Wall Street titans and large technology firms led the Dow Jones industrial average past 25,000 on Thursday, the latest in a year-long series of milestones for the blue-chip index.
The widely followed gauge began 2017 with speculation about if and when it might top 20,000 after surging in the wake of Donald Trump's election to the US presidency. Traders, who bet heavily that the real estate mogul and a Republican Congress would reduce taxes and trim regulations that they said crimped corporate growth, subsequently drove the Dow up 26 percent for the year. The broader Standard & Poor's 500 index gained 20 percent in the same period.
Both have continued climbing early this year, and Trump, who has often taken credit for market gains in his presidency, did so again on Thursday, noting that "big cuts in unnecessary regulation" are continuing.
Dow just crashes through 25,000. Congrats! Big cuts in unnecessary regulations continuing.— Donald J. Trump (@realDonaldTrump) January 4, 2018
"With the positive fundamentals — an expanding economy, continued job growth, still-low interest rates and tax reform that promises to boost corporate earnings — it's no surprise to see the market continuing to climb," Greg McBride, chief financial analyst with Bankrate.com, said in a statement.
And continued labor market expansion may push it further. Deutsche Bank economists predicted Thursday that the latest employment data would show US employers added 220,000 jobs in December, up from a previous projection of 185,000.
The day's biggest gainer was digital manufacturer General Electric. After floundering in late 2017 when it halved this year's profit target amid a challenging market for its sizeable power business, the company founded by Thomas Edison climbed 2.2 percent to $18.53. Corporate technology provider IBM rose 2 percent to $161.70.
Both companies stand to benefit from a Republican-backed tax package that reduces the top corporate rate to 21 percent from 35 percent, as do lenders like investment bank Goldman Sachs and credit-card provider American Express. Goldman climbed 1.3 percent on Thursday to $256.83, while AmEx gained 1.3 percent to $100.85 and JPMorgan Chase, the largest U.S. bank by assets, jumped 0.9 percent to $109.04.
In addition to lower taxes, the financial institutions' earnings are likely to be buoyed by rising interest rates, which they typically pass on more quickly to borrowers than depositors. After raising short-term interest rates three times in 2017, the Federal Reserve signaled that three more hikes are likely this year.

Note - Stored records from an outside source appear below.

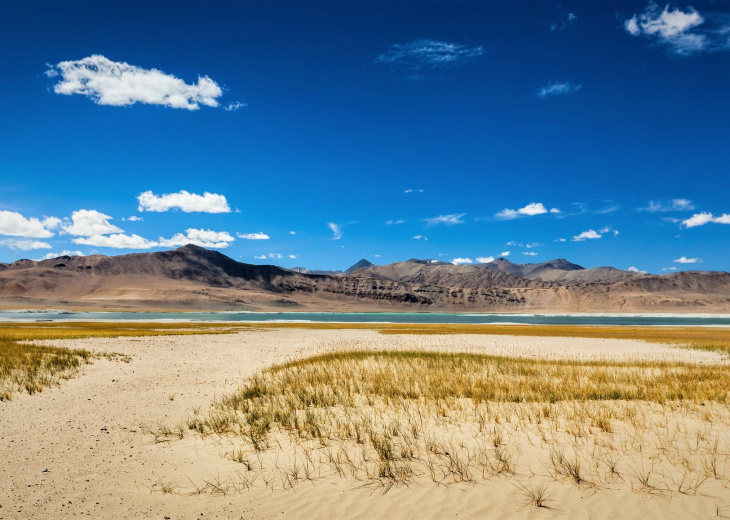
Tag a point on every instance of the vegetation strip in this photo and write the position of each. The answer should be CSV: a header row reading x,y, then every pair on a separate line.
x,y
390,418
26,366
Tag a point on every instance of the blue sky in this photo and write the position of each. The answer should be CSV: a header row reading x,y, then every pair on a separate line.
x,y
340,130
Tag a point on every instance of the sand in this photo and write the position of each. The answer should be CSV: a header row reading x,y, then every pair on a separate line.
x,y
80,450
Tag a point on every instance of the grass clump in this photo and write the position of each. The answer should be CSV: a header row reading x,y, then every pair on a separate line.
x,y
390,418
30,367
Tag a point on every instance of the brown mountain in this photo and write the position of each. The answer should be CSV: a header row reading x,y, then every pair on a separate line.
x,y
195,278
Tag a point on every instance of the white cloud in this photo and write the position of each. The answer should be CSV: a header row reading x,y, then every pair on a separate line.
x,y
16,225
199,237
235,107
336,230
674,28
533,208
700,219
49,256
669,205
685,260
420,54
558,89
116,241
567,19
448,220
24,245
187,202
586,235
88,222
253,236
119,84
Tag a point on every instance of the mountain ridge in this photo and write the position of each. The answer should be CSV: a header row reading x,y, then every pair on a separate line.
x,y
195,278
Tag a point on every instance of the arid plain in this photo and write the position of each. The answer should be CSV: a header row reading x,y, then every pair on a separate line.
x,y
497,423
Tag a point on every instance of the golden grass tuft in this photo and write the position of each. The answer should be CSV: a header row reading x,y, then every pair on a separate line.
x,y
391,418
27,366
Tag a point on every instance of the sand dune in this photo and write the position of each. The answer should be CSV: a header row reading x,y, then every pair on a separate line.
x,y
80,449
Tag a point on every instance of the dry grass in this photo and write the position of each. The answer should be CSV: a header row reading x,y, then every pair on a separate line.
x,y
392,418
27,366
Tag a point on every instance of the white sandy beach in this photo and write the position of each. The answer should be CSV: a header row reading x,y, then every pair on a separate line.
x,y
79,450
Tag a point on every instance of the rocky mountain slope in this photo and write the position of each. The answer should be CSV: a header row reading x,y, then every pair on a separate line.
x,y
191,277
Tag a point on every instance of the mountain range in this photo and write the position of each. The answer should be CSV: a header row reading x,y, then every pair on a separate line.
x,y
194,278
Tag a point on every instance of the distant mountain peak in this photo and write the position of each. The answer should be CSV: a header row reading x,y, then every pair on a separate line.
x,y
362,264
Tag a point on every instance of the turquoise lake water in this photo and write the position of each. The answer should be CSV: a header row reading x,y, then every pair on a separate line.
x,y
376,317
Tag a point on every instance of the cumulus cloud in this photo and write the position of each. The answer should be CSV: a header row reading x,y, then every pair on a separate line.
x,y
682,32
668,205
16,225
24,245
199,237
187,202
533,208
336,230
429,54
88,222
560,88
447,220
49,256
235,107
587,235
700,219
685,260
116,241
116,83
272,255
253,236
566,20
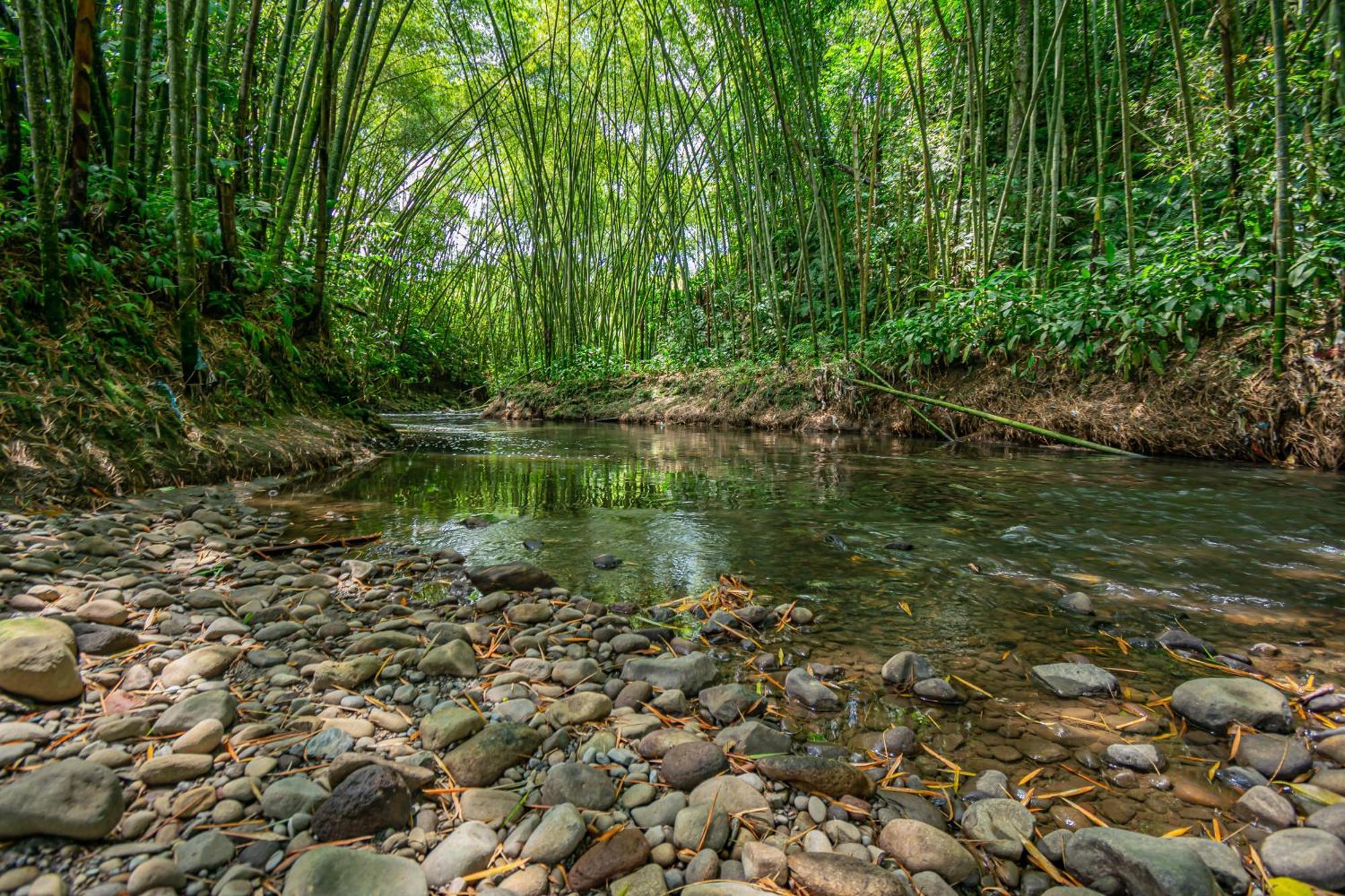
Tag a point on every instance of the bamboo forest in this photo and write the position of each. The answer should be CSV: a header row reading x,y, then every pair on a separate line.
x,y
645,447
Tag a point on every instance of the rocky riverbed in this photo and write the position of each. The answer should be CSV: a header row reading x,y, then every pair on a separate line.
x,y
182,710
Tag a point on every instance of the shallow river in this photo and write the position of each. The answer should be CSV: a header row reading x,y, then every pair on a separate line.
x,y
999,532
1235,555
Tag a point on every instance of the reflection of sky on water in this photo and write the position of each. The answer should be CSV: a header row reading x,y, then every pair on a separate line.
x,y
680,506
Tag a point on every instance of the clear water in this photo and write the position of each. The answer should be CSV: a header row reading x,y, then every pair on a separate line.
x,y
1237,555
999,532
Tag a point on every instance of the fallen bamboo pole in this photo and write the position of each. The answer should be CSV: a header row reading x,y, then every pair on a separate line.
x,y
1048,434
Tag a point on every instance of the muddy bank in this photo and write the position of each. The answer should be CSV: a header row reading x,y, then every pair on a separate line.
x,y
1221,404
69,464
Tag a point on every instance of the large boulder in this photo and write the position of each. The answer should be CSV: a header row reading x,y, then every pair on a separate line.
x,y
510,577
1215,704
1149,865
38,659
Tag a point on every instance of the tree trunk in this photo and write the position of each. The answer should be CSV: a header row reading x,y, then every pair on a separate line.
x,y
180,127
122,188
1284,231
81,116
314,323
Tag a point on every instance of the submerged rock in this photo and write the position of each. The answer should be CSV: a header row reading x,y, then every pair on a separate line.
x,y
510,577
1215,704
38,659
69,798
1074,680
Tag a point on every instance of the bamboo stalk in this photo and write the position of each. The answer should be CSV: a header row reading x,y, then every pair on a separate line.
x,y
1007,421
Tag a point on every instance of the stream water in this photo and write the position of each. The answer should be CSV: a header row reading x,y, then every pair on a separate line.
x,y
1235,555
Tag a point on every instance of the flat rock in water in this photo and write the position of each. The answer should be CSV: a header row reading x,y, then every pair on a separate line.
x,y
556,836
689,673
687,766
1075,680
341,869
490,752
69,798
1308,854
510,577
837,874
921,846
1149,865
906,667
831,776
467,850
1215,704
1276,756
802,686
446,727
1001,825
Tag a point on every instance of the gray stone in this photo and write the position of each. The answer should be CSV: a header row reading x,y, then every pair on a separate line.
x,y
1075,680
727,704
454,658
754,739
1266,807
580,708
1308,854
802,686
688,764
905,669
831,776
689,673
1149,865
919,846
509,577
291,795
1001,825
701,826
1276,756
556,836
1140,756
490,752
836,874
467,850
341,869
204,852
578,783
449,725
185,715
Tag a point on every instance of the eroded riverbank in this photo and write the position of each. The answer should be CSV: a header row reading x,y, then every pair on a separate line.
x,y
193,716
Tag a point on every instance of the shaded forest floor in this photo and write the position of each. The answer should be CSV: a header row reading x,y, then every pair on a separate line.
x,y
1219,404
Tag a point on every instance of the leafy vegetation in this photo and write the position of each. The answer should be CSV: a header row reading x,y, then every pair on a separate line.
x,y
380,194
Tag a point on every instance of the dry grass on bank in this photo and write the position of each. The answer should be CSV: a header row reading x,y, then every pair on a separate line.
x,y
1219,404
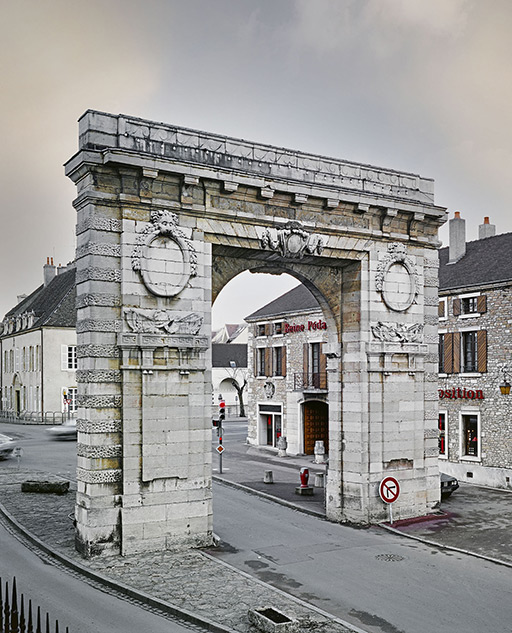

Trading in interest rate futures indicates a 73 percent chance the next increase will be as soon as March, taking rates to a range of 1.5 percent to 1.75 percent.
In tandem with the Dow's record close at 25,075 on Thursday, which reflected a gain of 0.6 percent, the S&P 500 rose 0.4 percent to 2,723.
"The Dow is a figurehead of the market, but not a good barometer of it," McBride said. "The S&P 500 is a much better market indicator, and it recently crossed 2,700 for the first time, but that just doesn’t have the same ring to it."